Seul, soliste habité par une gestuelle féline, animale, vêtu de noir et chaussé de bottes, il parcours l'espace, se repère, s'anime fébrilement de sursauts tétaniques au souvenir d'une mise à bas d'une brebis de ces troupeaux d'enfance. Les images et son corps se confondent, se jouxtent et prennent une dimension sacrée et symbolique du sacrifice de l'agneau. Une table penchée l'attire, le transforme en reptile, tortue portant son habitacle. Alors que des images filmées défilent, celles d'une table de festin où vont se presser des moutons d'un troupeau affamé, il danse cette fébrilité et les fruits de son imagination surgissent. La table devient l'endroit, le lieu d'un supplice de fruits et de légumes qu'il va violenter. En les fracassant sur la bordure, déchiquetant les fibres. Pour mieux faire émaner les fragrances du céleri, des agrumes pressées sous ses doigts. Une véritable performance de plasticien, laissant les reliefs comme un tableau piège de Spoerri. Nature "morte" bien vivante, lui-même offert aux regards, le corps livré sur la table, élu du sacrifice. Efthimios Moschopoulos livre ici une très belle esquisse de sa proche création, encore en "chantier ouvert", la parole libre et généreuse sur son travail, ses sources d'inspiration: l'enfance baignée de religion, de nature et de contact avec l'animalité. La difficulté aussi d'assumer son identité parmi les siens. Belle trajectoire source de réflexions et de questionnement de la part du public, réuni ce soir la pour assister à cette présentation de très grand intérêt. Sur l'autel de la chorégraphie, le corps du danseur se donne et se raconte dans une narration sensible, jamais mimétique. Le tableau final respire encore de cette étonnante figuration: le végétal écartelé sommeille à présent dans la quiétude de la réparation. Un solo nourri de denrées comestibles dont le souvenir sera sensuel et philosophique, poétique et émouvant.. La danse des orifices, bouche bée, ces petits bruits de mastication dans la bande son, tout réfléchit ici le rapport immédiat, puis plus esthétique de la danse à la nourriture. Lire "la danse des orifices" de Roland Husca.

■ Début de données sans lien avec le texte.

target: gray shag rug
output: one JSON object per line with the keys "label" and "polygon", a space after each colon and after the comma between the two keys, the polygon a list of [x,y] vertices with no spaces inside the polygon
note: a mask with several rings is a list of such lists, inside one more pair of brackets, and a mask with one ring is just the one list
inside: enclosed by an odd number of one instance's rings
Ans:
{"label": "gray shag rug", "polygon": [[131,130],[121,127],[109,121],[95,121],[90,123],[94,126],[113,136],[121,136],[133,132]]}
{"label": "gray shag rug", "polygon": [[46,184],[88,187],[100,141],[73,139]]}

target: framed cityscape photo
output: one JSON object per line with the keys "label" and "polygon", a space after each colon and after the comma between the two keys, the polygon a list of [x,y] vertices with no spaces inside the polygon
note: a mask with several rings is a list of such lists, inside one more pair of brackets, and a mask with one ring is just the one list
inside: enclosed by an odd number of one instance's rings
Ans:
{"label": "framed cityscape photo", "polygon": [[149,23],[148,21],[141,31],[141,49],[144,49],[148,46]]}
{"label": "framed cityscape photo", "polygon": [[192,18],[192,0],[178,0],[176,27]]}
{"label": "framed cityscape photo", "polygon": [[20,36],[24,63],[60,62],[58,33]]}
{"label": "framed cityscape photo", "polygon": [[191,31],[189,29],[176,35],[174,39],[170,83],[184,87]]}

Résidence : LU 08 > DI 14 DÉC
Efthimios Moschopoulos est soutenu par Onassis AiR pour 2024/2025 dans le cadre de la bourse de dramaturgie et pour 2025/2026 dans le cadre du réseau Grand Luxe.

A Pole Sud le 9 Décembre 

Jérôme Brabant Cie l’Octogonale "Planètes" et cosmogonie des-astres-euse.


 France7 danseurs + 2 chanteuses 2024 

Dans Planètes, de Jérôme Brabant, sept danseurs et deux chanteuses incarnent un système solaire en mouvement. Inspiré par Disharmony of spheres de Foo/Skou, le chorégraphe crée une danse cosmique où chaque corps devient matière : pierre, glace, gaz, etc. Les notes légères et soupirées du duo Philipp | Schneider s’étirent et se fondent dans des nappes créées par Nicolas Martz, qui laissent imaginer le chant des étoiles et créent une atmosphère en apesanteur. La gestuelle est précise, nette, inspirée par l’observation des formes courbes et organiques des mouvements des planètes. Mais chacun des interprètes tient sa propre partition, comme chaque corps céleste a sa propre orbite. De décalage en décalage, un cycle hypnotique se fait sentir, soutenu par les lumières hallucinées de Françoise Michel – évocation subtile du voyage final de 2001, L’Odyssée de l’Espace. L’espace-temps s’étire. La pièce explore l’ordre et le chaos, évoquant une quête d’harmonie face aux dérèglements du monde. 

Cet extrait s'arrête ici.